We Jews have had flags for thousands of years. The Torah (Num. 2:2) describes how the Jews encamped in the wilderness, “each man by his banner.” According to the Midrash, each flag was adorned with its tribe’s unique color and symbol.

And while some may contend that the Israeli flag is a modern invention, Rabbi Ari Shvat, who has done extensive research on the flag, has shown the historical antecedents of this symbol. For example, a flag with the Star of David hung prominently in the synagogues of Prague since the mid-14th century, with the approval of their great rabbis, among them the Maharal, Shelah, Noda B’Yehudah, and Rabbi Yonatan Eybeschutz.

The late historian Avraham Ya’ari, in Toldot Chag Simchat Torah, his groundbreaking work on the development of the customs of Simchat Torah, records that for centuries the flag has been a part of the Simchat Torah celebration – an image we are all familiar with.

Let us not forget the obvious: The design of the modern Israeli flag is based on the tallit. The blue and white motif we are familiar with today was adopted at the First Zionist Congress of 1897, even though it had earlier incarnations.

It was David Wolffsohn, a banker from Kovno who played a role in the early Zionist movement as an assistant to Herzl and later as the second president of the Zionist Organization, who made the decision to adopt the tallit motif. In a jubilee volume celebrating the twenty-fifth anniversary of the First Zionist Congress, Wolffsohn wrote that the choice was obvious: “We already have a flag, white and blue – the tallit that we wrap ourselves up in during prayer. This tallit is our symbol. Let us take the tallit out from its case and unfurl it before the eyes of Israel and before the eyes of all the nations!”

By choosing the familiar religious motif of the tallit, Wolffsohn was determined to imbue the flag with religious meaning.

Rabbi Avraham Yizchak HaKohen Kook also saw religious meaning in the flag. At the rededication of the Churva Synagogue in Jerusalem on Chanukah of 1926, Chief Rabbi Kook not only allowed the flag of the Jewish Legion to enter the synagogue, in his invocation he described the flag as “holy” and a symbol of Redemption.

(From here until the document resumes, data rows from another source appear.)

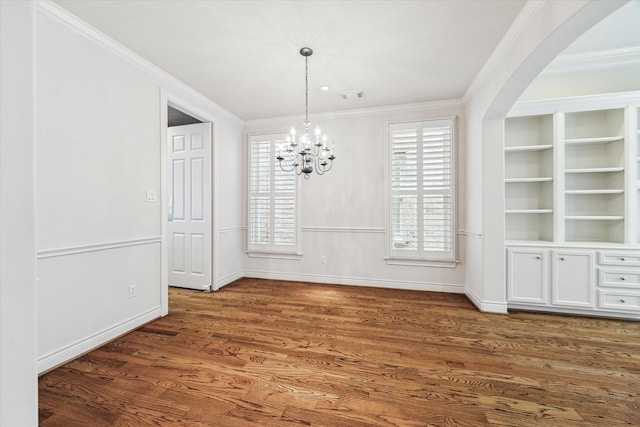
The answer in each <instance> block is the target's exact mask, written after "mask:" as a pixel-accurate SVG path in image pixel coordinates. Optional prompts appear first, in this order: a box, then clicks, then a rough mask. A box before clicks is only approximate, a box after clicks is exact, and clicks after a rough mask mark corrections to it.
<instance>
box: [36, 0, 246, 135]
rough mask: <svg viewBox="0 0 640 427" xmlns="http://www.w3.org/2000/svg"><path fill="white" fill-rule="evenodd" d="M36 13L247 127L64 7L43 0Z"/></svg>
mask: <svg viewBox="0 0 640 427" xmlns="http://www.w3.org/2000/svg"><path fill="white" fill-rule="evenodd" d="M36 10H37V11H38V12H41V13H43V14H44V15H46V16H48V17H50V18H52V19H54V20H56V21H57V22H59V23H61V24H62V25H64V26H65V27H67V28H68V29H70V30H72V31H74V32H76V33H77V34H80V35H81V36H83V37H85V38H87V39H88V40H91V41H92V42H94V43H95V44H97V45H98V46H100V47H102V48H104V49H106V50H108V51H109V52H111V53H113V54H115V55H116V56H118V57H120V58H121V59H124V60H125V61H127V62H128V63H130V64H132V65H134V66H135V67H137V68H138V69H140V70H142V71H144V72H145V73H147V74H149V75H151V76H152V77H154V78H155V79H157V80H158V81H159V83H161V84H162V85H165V86H168V87H170V88H172V89H174V90H176V91H179V92H181V93H183V94H185V95H187V96H189V97H190V98H193V99H194V100H195V101H197V102H200V103H202V104H204V105H206V106H207V107H208V108H210V109H213V110H215V113H216V116H218V117H224V118H225V119H229V120H232V121H234V122H236V123H240V124H242V123H243V120H242V119H240V118H239V117H238V116H236V115H235V114H233V113H231V112H230V111H228V110H226V109H224V108H223V107H221V106H220V105H218V104H216V103H215V102H214V101H212V100H211V99H209V98H207V97H206V96H204V95H203V94H202V93H200V92H198V91H197V90H195V89H193V88H192V87H191V86H189V85H187V84H186V83H183V82H182V81H180V80H178V79H177V78H175V77H173V76H172V75H171V74H169V73H167V72H166V71H164V70H162V69H161V68H159V67H157V66H156V65H154V64H153V63H151V62H149V61H147V60H146V59H144V58H142V57H141V56H140V55H138V54H137V53H135V52H133V51H132V50H130V49H129V48H127V47H125V46H124V45H122V44H120V43H118V42H117V41H115V40H113V39H112V38H111V37H109V36H108V35H106V34H104V33H103V32H101V31H99V30H98V29H96V28H95V27H93V26H91V25H89V24H88V23H86V22H84V21H83V20H81V19H80V18H78V17H77V16H75V15H73V14H72V13H70V12H69V11H67V10H66V9H64V8H63V7H61V6H59V5H57V4H55V3H54V2H52V1H51V0H40V1H38V2H37V4H36Z"/></svg>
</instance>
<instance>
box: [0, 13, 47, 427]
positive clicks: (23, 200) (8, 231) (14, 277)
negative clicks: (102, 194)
mask: <svg viewBox="0 0 640 427" xmlns="http://www.w3.org/2000/svg"><path fill="white" fill-rule="evenodd" d="M33 21H34V5H33V3H31V2H22V1H20V2H18V1H15V2H13V1H1V2H0V57H1V58H2V60H1V61H0V94H2V96H1V98H0V236H2V238H1V239H0V426H6V427H22V426H35V425H37V422H38V388H37V371H36V360H35V359H36V277H35V274H36V273H35V272H36V269H35V230H34V224H35V217H34V210H35V205H34V197H35V182H34V163H33V155H34V116H33V94H34V84H33V69H34V68H33V67H34V63H33V37H34V22H33Z"/></svg>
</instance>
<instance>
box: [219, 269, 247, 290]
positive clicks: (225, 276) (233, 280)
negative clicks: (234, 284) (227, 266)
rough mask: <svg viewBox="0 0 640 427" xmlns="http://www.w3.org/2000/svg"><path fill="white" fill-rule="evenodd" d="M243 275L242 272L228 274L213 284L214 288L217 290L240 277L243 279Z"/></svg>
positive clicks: (233, 281)
mask: <svg viewBox="0 0 640 427" xmlns="http://www.w3.org/2000/svg"><path fill="white" fill-rule="evenodd" d="M243 277H244V274H242V272H238V273H233V274H229V275H228V276H225V277H222V278H220V279H218V280H216V281H215V283H214V284H213V290H214V291H217V290H218V289H220V288H221V287H223V286H225V285H228V284H229V283H231V282H234V281H236V280H238V279H242V278H243Z"/></svg>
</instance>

To many, however, the flag represents secular Zionism and a secular government at times antagonistic to religion. The truths of history, however, prove that things weren’t always so black and white (or blue and white).

In an article that appeared on 22 Nissan 1949, just two weeks before Israel declared its independence, the newspaper of Agudath Israel, Hamevaser, called on its readers to place the Israeli flag in their windows. And in the years following the establishment of the state, the flag was proudly displayed in haredi homes on Yom Ha’Atzmaut – including the homes of great leaders such as Rabbi Yechezkel Abramsky and the Rebbes of Modzitz and Sadigura. Today the flag still flies over the Ponevezh Yeshiva on Yom Ha’Atzmaut out of deference to its founder, Rabbi Yosef Kahaneman, who began the practice.

For me, the importance of finding religious meaning in the flag became crystallized after an unfortunate event: One Purim, a yeshiva bachur who had imbibed a bit too much, noticed the Israeli flag displayed proudly above my door and remarked that it is avodah zarah, idolatry. I quickly responded that the Israeli flag is a symbol of tremendous sacrifice.